Cerramos la conversación abriendo el vino y comentando sus memorias recién salidas al mercado y que cuentan de manera muy original dos periodistas amigos: Jesús F. Úbeda y Julio Valdeón, recuerdos a cuatro manos con narración muy fluida, de lectura magnética y divertido desde su título: No le des más whisky a la perrita (La Esfera de los Libros). Raúl convertido en un cofre de impagables experiencias, o, como diría de nuevo Lucas, son varios cursos de periodismo en un rato. No se la pierdan.

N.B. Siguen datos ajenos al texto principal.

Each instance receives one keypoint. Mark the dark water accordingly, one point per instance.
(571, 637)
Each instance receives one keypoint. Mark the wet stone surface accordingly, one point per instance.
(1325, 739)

El vino no podía ser de otro lado que de Cuenca, de Huete, de una bodega inscrita en la Denominación de Origen de Grandes Pagos de España: Pago de Calzadilla, un maravilloso proyecto familiar emprendido por Paco Uribes y Celia Madero y que continúa su hija Paula, la enóloga. Abrimos un Gran Calzadilla 2013, la joya del Pago. Un vino que elaboran solamente los años que las uvas de sus parcelas dan una calidad extraordinaria. Vivo, sereno, rico en matices. Le pido a Paula unas palabras sobre él, aquí están: “Este fue el primer año que hicimos Gran Calzadilla como monovarietal, debido a que ese año tuvimos un cabernet sauvignon excepcional, con apropiadas condiciones climatológicas: primavera e invierno muy lluvioso, con dos días de helada grave y uno de granizo. Año muy sano para las enfermedades criptogámicas. Parada de la maduración por bajada de temperaturas en los primeros días de septiembre. Los vinos son de excelente calidad. PH más bajos de lo habitual. Crianza de 20 meses en barrica de roble francés, embotellado en 2015 sin filtrar ni estabilizar. Todavía no está en el mercado nacional, saldrá en un par de años. Es un vino lleno de energía, con una nariz viva, en boca entra suave y luego abre con volumen. Fruta, tabaco, chocolate, especias…. Espero que os guste!”.
La tarde se ha ido como un río en esta cariñosa conversación, me despido de Antonio y de Raúl reverenciando su jardín de trilogía botánica: granado, naranjo y laurel. Después de haber brindado por la amistad, por la vida y porque siga retumbando cada día el privilegio del “ruido de la calle”. Palabra de vino.